Ratings as a Standard

Bart Ingles bartman at netgate.net
Thu May 27 03:31:09 PDT 1999


Blake Cretney wrote:
> 
> Bart Ingles wrote:
> 
> > In an earlier post, Blake Cretney wrote:
> >
> > It occurs to me that extremist voting problems should be excluded from
> > the question of rating-based standards, just as strategy considerations
> > are.  An actual election method would need to deal with both, but the
> > standards are only dealing with hypothetical situations.  We can then
> > relate these standards to actual methods in two steps:
> 
> The purpose of a standard method, as we were using the term, was to
> be able to judge when practical methods were arriving at the proper
> conclusion, based on the sincere preferences of voters.  So, it made
> no sense to criticize a method as a potential standard because of
> strategy problems.
> 
> The plan to hypothesize away extremist voters is a different matter,
> but I can still see some merit in it.  It may, however, be difficult
> to define exactly what constitutes an extremist voter.
> 
> For example, imagine that one issue confronting voters is Proposal X.
>  Most voters dislike Proposal X, but only as one of many issues.  A
> smaller percentage of voters love proposal X with a zeal that causes
> them to rate exclusively on this basis.  Under these circumstances,
> support for proposal X would tend to help a candidate (in any method).
>  However, this is particularly the case in methods based on ratings,
> where the supporters will have an effect far above what their numbers
> might suggest.  So, my question is, [1] are the Proposal X supporters the
> kind of voters that you will hypothesize do not exist.  If not, [2] is the
> likely result using ratings a problem.  [3] Ratings would seem to suggest
> that Proposal X is overwhelmingly likely to be right. Do you agree
> with this?

[1] I was thinking more in terms of assuming all examples have
candidates rated between 0 and 100, where 100 is fully qualified for the
position, and 0 is lacking any particular qualifications.  I wouldn't
necessarily exclude the X supporters in your example, but would make
sure that their ratings were bounded reasonably.

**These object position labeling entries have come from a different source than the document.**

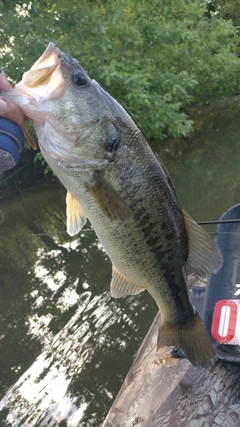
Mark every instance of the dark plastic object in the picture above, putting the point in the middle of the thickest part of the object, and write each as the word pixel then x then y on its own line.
pixel 223 291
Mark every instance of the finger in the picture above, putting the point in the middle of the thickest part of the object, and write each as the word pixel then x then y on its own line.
pixel 4 84
pixel 10 110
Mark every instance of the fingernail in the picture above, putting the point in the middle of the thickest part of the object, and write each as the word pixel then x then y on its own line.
pixel 3 106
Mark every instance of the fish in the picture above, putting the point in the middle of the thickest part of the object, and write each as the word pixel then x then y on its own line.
pixel 114 179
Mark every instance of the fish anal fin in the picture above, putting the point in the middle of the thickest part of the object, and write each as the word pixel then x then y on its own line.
pixel 192 338
pixel 110 202
pixel 121 286
pixel 204 256
pixel 75 215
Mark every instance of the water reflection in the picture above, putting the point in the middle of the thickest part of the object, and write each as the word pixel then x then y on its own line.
pixel 65 344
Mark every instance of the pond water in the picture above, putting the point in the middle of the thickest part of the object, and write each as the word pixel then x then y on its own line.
pixel 66 345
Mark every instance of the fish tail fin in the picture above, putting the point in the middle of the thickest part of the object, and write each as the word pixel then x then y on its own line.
pixel 192 338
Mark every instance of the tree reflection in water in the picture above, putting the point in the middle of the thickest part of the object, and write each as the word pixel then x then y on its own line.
pixel 66 345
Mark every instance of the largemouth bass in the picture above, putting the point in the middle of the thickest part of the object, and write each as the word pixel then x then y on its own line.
pixel 114 179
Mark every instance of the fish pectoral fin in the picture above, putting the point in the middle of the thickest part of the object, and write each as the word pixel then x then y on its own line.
pixel 75 215
pixel 121 286
pixel 204 255
pixel 110 202
pixel 192 338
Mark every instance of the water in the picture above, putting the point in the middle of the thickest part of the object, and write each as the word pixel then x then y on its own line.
pixel 66 345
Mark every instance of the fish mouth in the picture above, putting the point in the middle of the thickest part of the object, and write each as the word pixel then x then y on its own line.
pixel 45 80
pixel 43 68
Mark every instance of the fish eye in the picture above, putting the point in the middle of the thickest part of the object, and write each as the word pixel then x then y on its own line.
pixel 80 78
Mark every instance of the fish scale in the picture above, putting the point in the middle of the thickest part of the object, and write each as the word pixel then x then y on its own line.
pixel 113 178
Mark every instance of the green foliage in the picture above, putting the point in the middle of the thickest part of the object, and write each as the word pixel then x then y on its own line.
pixel 156 57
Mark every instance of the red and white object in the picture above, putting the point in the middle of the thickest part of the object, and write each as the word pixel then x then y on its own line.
pixel 226 322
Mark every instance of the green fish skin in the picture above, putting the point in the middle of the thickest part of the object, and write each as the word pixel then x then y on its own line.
pixel 114 179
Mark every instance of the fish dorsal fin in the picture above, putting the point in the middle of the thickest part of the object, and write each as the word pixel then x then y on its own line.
pixel 75 215
pixel 204 256
pixel 110 202
pixel 121 287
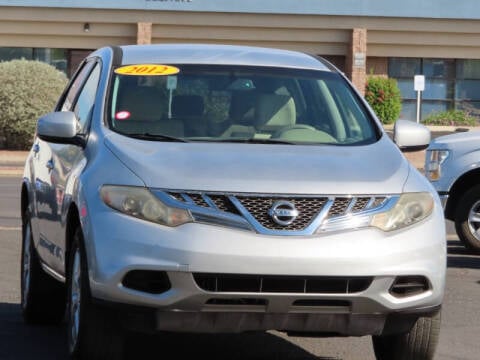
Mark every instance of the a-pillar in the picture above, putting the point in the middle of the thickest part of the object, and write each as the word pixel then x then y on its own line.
pixel 144 33
pixel 356 67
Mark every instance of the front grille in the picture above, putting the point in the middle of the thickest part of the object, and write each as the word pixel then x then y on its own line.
pixel 281 284
pixel 258 207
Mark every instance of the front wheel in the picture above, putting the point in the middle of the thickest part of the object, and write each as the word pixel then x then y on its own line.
pixel 467 219
pixel 42 297
pixel 93 333
pixel 418 344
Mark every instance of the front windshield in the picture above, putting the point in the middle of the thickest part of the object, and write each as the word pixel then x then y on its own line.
pixel 235 104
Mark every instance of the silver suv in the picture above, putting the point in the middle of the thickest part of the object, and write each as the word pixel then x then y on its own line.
pixel 452 165
pixel 212 189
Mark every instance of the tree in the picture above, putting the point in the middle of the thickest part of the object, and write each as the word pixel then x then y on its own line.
pixel 384 97
pixel 28 89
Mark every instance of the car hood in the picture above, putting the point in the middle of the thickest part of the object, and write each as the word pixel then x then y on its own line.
pixel 264 168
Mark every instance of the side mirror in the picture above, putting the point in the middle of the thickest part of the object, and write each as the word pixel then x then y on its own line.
pixel 410 136
pixel 60 127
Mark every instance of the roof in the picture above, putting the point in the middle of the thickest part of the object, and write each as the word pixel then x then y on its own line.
pixel 220 55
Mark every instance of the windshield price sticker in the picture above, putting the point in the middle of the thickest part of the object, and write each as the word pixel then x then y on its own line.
pixel 147 70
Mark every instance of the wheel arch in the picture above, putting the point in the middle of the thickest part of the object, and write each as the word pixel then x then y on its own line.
pixel 24 200
pixel 461 185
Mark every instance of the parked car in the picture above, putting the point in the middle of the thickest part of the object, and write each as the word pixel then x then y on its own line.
pixel 213 189
pixel 452 164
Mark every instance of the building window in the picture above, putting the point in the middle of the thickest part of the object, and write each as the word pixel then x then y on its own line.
pixel 55 57
pixel 467 96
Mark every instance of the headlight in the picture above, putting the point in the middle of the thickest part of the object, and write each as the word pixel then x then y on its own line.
pixel 433 166
pixel 409 209
pixel 141 203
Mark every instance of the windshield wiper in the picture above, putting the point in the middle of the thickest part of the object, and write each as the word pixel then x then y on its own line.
pixel 254 141
pixel 153 137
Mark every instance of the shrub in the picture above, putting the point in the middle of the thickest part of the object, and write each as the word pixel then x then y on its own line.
pixel 383 95
pixel 451 117
pixel 28 90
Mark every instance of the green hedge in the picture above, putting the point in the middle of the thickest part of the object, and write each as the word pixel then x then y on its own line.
pixel 452 118
pixel 28 89
pixel 384 97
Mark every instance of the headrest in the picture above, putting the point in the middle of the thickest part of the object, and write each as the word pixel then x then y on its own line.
pixel 273 111
pixel 187 105
pixel 242 107
pixel 142 102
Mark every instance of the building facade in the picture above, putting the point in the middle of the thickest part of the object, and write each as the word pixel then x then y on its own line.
pixel 436 38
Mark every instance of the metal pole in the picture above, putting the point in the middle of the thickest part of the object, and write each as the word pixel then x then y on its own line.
pixel 418 106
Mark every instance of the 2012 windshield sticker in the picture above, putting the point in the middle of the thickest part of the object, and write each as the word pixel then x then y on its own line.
pixel 147 70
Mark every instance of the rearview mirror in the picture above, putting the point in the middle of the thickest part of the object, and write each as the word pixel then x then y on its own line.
pixel 59 127
pixel 411 136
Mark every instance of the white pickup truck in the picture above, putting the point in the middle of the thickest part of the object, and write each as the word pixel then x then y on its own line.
pixel 452 164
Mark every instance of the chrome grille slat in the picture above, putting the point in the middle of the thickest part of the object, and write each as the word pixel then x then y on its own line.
pixel 258 207
pixel 253 211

[2] I don't think the problem is as bad here as with ranking in
unfavorable ranked examples.  In the above case, the X advocates will
win only if the multi-issue voters can't find a candidate with whom they
agree on most issues, or if they are split so that the X voters can act
as the tiebreaker.  At the very least, you can still say that the larger
the majority, the more ambivalent they can be and still cancel out a
strident minority.

At worst, this kind of problem is merely the opposite of the problems
you have when ignoring ratings completely.  You could avoid either
extreme by using ratings, but by giving less weight to the ratings than
Average Ratings would, or by limiting the rating value that can come
from a single issue (say to 50 points or so).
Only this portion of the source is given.